I would also like to get some cork into my spins (still 360 but hopr to get 5s down this year).
Anyone got some good info or a good you tube tutorial on cork?


----------



## ThunderChunky (Oct 1, 2011)

Tucking is a huge part, but if you're washing out that doesn't seem to be you're problem. Are you sliding out after you get on the landing or more so when you first touch you're board down. Do you get what I am saying, it's kind of hard to explain.


----------



## Cr0_Reps_Smit (Jun 27, 2009)

its hard to say what you are doing wrong without actually seeing a video of you trying the trick. 
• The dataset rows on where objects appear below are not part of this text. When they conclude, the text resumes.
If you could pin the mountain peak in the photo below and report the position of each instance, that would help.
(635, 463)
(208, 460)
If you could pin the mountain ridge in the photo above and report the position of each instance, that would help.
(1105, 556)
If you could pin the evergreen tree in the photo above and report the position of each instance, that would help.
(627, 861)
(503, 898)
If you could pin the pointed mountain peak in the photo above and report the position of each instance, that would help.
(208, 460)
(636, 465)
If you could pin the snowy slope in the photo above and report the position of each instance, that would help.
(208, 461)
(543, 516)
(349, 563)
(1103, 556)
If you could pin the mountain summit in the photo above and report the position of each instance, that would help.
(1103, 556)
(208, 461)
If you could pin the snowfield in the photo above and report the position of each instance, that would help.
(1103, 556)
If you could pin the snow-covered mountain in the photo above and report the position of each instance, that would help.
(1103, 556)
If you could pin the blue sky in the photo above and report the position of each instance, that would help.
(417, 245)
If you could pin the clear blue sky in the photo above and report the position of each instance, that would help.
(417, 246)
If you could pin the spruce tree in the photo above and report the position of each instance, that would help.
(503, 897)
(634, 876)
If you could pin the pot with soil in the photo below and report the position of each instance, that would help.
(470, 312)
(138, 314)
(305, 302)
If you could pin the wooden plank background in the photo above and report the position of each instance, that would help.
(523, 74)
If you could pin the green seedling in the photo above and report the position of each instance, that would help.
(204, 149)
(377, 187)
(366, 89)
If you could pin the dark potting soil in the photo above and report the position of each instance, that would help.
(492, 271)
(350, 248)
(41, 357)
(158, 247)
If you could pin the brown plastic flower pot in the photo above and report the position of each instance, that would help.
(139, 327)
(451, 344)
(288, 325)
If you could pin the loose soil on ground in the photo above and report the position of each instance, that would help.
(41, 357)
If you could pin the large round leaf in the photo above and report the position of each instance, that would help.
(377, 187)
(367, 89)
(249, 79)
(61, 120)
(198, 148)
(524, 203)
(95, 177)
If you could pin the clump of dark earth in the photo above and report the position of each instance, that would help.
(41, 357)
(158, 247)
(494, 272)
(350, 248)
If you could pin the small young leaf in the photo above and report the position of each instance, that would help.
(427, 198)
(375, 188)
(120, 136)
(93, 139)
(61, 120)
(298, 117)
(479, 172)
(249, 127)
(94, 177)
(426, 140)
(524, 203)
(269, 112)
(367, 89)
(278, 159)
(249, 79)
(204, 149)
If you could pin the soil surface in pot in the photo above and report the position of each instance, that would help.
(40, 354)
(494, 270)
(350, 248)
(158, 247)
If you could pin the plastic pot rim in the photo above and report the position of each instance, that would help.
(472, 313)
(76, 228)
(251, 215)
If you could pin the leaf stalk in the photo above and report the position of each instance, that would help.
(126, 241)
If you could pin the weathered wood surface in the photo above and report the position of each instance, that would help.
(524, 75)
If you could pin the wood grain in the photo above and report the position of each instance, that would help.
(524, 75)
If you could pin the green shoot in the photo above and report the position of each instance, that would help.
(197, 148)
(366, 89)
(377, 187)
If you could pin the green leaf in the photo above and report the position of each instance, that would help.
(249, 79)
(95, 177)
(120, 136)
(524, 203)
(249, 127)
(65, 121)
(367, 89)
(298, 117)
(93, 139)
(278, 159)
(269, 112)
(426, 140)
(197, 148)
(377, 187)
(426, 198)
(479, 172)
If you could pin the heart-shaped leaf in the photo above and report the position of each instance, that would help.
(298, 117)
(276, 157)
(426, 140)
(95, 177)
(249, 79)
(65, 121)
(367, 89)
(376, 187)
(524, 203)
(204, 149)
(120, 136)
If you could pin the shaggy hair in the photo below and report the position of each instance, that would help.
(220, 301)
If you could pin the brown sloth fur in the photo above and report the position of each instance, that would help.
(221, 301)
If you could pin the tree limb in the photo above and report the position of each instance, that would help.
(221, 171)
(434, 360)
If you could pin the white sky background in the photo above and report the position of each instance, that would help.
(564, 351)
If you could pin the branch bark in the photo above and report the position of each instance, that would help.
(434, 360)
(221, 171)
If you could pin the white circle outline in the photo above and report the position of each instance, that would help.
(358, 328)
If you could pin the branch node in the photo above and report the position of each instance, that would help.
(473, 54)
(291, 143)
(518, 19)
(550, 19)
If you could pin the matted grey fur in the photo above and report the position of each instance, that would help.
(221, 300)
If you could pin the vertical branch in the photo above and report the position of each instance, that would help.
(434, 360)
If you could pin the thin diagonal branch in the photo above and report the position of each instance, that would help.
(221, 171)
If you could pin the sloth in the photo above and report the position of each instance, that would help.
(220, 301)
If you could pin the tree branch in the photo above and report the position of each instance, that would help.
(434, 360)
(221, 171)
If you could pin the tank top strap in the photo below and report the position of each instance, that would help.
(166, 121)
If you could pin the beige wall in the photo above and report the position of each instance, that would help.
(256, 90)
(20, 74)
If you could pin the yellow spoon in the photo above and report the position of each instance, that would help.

for the most part, your approach for the corked back 5 is going to be the same as when you do a regular back 5. when you pop off the jump instead of trying to spot the landing by looking over your back shoulder and keeping your upper body parallel to the ground you want to throw your front shoulder down more towards your back foot and try looking for your landing under your arm. if done right the first part of your spin should put you almost inverted and you just wanna keep looking under your arm still you see the landing pop up and just focus on that.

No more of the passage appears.